Ephraim S. London (June 17, 1911 – June 12, 1990) was an American attorney and law professor specializing in constitutional law who established a reputation as a defender of free speech and civil liberties. He taught constitutional law at the New York University School of Law, his alma mater. He wrote The World of Law, a textbook that was widely used in law schools. He was also the author of The Law as Literature.

London was born in Brooklyn, New York to parents Horace London and Rosalind "Rae" London (née Safran).

He graduated from NYU School of Law in 1934, and after graduation, went to work for the law firm run by his father, his mother and his uncle, U.S. Representative Meyer London, who belonged to the Socialist Party of America. His law career was interrupted by service as an Army officer during World War II, then a stint as a special investigator in post-war Germany for the United Nations War Crimes Commission investigating Nazis.

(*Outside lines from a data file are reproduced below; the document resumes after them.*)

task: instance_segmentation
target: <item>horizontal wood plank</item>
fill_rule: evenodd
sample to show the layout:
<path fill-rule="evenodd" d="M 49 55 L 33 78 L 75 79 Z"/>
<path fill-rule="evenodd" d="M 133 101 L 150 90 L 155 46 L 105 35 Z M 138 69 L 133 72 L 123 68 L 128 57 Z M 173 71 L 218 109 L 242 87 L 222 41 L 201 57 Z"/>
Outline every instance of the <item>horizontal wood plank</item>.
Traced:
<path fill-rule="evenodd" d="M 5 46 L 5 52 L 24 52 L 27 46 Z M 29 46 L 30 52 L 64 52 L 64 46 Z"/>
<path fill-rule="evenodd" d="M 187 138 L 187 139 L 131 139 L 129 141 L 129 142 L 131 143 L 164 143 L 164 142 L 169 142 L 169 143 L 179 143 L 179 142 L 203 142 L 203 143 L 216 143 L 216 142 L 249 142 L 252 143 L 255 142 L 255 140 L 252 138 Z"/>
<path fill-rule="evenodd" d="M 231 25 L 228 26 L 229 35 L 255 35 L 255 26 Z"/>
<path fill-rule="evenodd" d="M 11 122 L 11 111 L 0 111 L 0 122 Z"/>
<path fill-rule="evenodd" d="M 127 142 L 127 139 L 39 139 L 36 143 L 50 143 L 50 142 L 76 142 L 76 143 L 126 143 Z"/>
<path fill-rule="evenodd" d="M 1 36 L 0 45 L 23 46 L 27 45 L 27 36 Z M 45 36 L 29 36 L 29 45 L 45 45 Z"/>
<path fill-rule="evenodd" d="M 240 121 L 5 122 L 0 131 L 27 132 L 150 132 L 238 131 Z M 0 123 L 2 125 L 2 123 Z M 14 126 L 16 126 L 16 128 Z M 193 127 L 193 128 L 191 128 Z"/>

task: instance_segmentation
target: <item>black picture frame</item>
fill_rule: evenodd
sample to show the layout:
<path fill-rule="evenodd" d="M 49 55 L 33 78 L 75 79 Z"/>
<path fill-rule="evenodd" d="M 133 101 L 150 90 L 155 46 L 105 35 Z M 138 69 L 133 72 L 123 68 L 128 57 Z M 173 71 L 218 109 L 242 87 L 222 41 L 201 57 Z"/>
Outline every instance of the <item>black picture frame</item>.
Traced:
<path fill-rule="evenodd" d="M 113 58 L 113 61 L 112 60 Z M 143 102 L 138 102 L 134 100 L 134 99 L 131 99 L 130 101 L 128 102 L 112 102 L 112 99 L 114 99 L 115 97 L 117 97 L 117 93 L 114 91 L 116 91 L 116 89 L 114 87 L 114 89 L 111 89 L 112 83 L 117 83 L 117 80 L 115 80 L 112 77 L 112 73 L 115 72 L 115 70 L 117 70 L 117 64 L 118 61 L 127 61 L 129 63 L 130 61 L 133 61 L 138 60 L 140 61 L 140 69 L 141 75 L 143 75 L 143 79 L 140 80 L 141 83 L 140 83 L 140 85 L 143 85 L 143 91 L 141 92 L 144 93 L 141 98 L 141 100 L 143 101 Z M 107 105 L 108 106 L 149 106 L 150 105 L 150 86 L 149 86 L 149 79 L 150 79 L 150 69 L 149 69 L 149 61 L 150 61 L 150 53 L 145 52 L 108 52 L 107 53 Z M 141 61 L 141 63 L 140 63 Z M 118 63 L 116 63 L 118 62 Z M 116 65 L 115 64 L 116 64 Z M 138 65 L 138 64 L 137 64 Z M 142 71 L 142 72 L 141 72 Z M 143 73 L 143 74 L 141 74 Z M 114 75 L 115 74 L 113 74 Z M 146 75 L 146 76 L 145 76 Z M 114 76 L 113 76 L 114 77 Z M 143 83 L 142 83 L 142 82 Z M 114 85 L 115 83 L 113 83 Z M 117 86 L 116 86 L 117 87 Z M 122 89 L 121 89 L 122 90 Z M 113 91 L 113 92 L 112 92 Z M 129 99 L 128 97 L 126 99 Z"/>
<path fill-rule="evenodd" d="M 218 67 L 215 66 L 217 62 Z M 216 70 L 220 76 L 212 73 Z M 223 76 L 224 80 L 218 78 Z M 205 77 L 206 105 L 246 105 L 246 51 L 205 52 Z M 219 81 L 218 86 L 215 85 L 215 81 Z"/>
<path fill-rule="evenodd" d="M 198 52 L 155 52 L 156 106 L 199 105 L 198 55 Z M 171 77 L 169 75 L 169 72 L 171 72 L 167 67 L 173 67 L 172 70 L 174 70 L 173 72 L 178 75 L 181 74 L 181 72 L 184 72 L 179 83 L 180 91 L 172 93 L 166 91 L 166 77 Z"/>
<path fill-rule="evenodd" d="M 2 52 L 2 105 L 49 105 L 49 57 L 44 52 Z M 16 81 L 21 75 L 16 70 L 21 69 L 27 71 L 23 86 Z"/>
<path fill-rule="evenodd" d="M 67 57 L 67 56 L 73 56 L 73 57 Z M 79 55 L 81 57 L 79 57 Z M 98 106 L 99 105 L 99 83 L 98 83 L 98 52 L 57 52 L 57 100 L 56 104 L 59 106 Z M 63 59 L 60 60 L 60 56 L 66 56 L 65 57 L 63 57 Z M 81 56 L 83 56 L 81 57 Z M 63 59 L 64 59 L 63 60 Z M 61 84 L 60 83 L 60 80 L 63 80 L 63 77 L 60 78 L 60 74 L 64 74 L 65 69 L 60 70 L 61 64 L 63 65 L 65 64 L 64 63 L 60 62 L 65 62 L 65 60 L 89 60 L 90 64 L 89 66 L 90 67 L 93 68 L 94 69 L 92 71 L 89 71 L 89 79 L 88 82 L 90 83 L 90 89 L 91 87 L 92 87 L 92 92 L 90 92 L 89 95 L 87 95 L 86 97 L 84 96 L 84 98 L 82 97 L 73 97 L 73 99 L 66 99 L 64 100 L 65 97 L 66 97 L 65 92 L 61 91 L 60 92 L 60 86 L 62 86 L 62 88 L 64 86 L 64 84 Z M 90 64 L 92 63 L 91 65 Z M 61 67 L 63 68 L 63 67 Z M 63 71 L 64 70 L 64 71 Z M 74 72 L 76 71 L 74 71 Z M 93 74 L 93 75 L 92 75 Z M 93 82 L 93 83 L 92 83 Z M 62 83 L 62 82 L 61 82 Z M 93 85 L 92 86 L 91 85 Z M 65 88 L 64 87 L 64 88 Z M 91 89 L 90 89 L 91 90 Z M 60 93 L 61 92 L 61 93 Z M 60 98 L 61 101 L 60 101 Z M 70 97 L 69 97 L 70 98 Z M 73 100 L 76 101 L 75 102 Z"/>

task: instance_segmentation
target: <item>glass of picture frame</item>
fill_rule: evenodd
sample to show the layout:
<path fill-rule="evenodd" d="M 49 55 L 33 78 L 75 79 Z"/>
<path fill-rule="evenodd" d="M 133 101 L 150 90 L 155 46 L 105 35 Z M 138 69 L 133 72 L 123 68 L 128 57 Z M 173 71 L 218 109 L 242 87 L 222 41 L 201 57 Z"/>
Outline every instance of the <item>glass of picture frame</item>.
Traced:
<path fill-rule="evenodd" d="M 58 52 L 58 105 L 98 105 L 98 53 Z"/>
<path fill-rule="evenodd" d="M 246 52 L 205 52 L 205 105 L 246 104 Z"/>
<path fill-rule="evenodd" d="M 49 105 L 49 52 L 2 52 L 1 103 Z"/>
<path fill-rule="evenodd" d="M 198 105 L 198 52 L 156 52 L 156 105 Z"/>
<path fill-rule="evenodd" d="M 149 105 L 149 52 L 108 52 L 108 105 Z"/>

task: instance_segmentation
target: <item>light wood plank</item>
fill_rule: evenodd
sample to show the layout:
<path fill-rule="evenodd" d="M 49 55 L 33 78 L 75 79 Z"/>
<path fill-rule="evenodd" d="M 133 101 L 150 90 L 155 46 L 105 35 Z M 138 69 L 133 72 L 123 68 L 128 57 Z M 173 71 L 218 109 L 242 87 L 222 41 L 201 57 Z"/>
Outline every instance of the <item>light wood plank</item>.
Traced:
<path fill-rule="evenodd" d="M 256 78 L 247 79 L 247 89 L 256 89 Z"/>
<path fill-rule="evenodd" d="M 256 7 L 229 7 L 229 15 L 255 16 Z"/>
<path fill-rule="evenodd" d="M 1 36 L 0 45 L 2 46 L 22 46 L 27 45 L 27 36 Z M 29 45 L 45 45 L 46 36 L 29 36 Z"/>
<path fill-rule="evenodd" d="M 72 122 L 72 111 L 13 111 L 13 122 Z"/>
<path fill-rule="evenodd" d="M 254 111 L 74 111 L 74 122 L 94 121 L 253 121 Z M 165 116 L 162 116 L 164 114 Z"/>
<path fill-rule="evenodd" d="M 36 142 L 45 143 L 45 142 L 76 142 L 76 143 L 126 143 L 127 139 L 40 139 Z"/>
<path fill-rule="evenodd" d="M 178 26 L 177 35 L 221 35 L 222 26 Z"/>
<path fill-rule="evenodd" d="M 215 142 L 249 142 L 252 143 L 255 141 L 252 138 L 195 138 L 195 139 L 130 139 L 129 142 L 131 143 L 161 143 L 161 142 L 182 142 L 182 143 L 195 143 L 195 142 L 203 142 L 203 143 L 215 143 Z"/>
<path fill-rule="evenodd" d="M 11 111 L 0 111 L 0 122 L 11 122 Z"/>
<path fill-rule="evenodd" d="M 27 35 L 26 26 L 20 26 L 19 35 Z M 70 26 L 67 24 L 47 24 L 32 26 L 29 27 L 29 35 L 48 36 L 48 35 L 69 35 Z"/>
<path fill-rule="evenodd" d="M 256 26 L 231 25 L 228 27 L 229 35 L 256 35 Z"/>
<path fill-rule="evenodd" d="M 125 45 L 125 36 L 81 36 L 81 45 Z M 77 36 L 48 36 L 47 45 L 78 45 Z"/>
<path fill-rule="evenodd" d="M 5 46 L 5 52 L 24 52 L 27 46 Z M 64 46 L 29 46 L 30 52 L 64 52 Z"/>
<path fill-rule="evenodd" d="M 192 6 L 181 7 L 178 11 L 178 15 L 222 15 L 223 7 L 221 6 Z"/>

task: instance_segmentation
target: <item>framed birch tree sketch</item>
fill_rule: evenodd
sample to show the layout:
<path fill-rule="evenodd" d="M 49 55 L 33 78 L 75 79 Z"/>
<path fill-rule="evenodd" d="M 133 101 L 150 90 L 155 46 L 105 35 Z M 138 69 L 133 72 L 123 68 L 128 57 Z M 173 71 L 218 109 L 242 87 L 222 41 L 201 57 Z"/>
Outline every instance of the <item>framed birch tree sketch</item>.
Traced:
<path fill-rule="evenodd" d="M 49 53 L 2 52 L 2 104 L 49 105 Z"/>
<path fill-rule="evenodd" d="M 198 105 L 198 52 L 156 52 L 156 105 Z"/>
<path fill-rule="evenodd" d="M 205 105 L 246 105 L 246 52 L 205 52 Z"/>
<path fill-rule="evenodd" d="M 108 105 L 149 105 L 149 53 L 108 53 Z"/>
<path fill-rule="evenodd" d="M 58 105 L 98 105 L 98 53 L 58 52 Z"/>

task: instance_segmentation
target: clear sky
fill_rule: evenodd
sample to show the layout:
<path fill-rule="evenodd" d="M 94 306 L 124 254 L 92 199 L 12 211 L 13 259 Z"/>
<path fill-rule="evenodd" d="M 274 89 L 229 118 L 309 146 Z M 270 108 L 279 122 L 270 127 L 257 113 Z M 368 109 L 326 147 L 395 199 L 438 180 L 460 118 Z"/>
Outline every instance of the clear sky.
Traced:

Taking on movie censorship cases, London won all nine cases he argued before the U.S. Supreme Court, including The Miracle (1948) and Lady Chatterley's Lover (1955), which had been banned in New York in 1950 and in 1956, respectively. The first case, Joseph Burstyn, Inc. v. Wilson, was a landmark case in which the Supreme Court overturned its 1915 precedent in Mutual Film Corporation v. Industrial Commission of Ohio that movies were merely a business, and did not have free speech protection under the First Amendment. The Court ruled that provisions of the New York State law allowing censors to ban motion pictures they determined to be "sacrilegious" violated the First Amendment as a restraint on free speech.